June 8, 2010/RB 2010-02

Accounting for Credit Losses

Introduction

Financial results clearly show the continued stress in credit union loan portfolios. The operating environment remains challenging with increased levels of unemployment, weakened residential real estate markets and mounting strains in the commercial real estate market. The combination of these factors has led to a growing level of nonperforming loans and foreclosures in the Texas credit union system. Additionally, there is a rising level of performing loans with underlying credit or documentation issues. Therefore, the Department is issuing this reminder regarding the importance of accurately accounting for credit losses.

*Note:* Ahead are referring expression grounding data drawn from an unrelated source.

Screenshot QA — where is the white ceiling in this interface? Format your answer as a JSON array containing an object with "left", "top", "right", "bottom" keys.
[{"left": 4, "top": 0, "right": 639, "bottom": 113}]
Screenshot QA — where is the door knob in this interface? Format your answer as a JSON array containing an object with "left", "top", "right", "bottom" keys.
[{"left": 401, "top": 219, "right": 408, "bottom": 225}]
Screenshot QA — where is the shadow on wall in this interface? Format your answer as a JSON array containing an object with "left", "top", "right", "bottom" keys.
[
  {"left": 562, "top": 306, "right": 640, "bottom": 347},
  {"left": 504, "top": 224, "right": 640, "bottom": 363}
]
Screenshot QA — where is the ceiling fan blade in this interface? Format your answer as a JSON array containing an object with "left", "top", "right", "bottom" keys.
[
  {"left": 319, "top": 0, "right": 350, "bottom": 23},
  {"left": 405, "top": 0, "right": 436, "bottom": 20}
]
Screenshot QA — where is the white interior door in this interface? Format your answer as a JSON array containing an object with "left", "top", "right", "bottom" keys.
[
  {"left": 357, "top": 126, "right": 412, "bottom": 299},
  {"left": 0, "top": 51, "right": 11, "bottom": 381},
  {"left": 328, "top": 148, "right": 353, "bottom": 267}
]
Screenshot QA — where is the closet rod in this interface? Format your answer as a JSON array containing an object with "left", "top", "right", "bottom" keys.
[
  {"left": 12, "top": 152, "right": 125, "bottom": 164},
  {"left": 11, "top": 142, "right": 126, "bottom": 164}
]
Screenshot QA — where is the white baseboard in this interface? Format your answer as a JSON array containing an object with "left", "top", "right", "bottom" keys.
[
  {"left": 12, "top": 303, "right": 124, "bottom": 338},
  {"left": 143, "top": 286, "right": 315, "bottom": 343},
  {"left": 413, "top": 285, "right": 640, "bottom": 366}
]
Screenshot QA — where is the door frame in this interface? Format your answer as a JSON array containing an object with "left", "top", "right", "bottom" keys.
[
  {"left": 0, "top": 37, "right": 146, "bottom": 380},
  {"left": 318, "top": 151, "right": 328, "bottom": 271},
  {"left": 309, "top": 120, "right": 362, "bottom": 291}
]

Asset quality reviews continue to be a significant focus in examinations. Examiners continue to identify situations where credit unions have not provided for timely charge offs of nonperforming loans or established an adequate level of loan loss allowances relative to the credit union’s risk exposures. Of particular concern is the increasing number of credit unions that do not have policies, procedures and written documentation related to impaired loans that are consistent with accounting standards.

Allowance for Loan and Lease Losses (ALLL)

The calculation of the ALLL represents one of the most significant estimates included in a credit union’s financial statements. While generally accepted accounting principles regarding how to account for the provision and the ALLL have not changed in recent years, the current economic environment may require credit unions to reassess whether the information upon which the credit union bases its accounting decisions remains accurate. It is imperative that each credit union maintain an ALLL that is the result of a comprehensive and consistently applied process.

The ALLL should be maintained at a level appropriate to absorb estimated losses inherent in the loan portfolio, and should be well documented with clear explanations for supporting analysis, methodology and rationale. Credit unions should consider all significant factors, both positive and negative, that affect the collectability of loans. Credit unions that primarily use lagging data in their ALLL methodology for higher-risk loans should supplement and validate it with other methods that use more leading data when available. In addition, effective procedures to identify impaired loans and troubled debt restructuring are needed, as well as enhanced valuation analysis to ensure that the resulting loans are accounted for at appropriate valuations. The result should be an ALLL that is prudent and appropriate but not excessive.

Conclusions

Credit union management is responsible for maintaining appropriate accounting systems and documentation to support appropriate loan loss recognition. As we approach mid-year financials, the Department encourages credit union management to reassess its processes and systems for estimating credit losses and maintaining an appropriate ALLL.

In addition, Boards of Directors should ensure that future annual audits include appropriate review procedures to assess the effectiveness of the accounting for ALLL, appropriate loan loss recognition, and financial reporting and disclosures.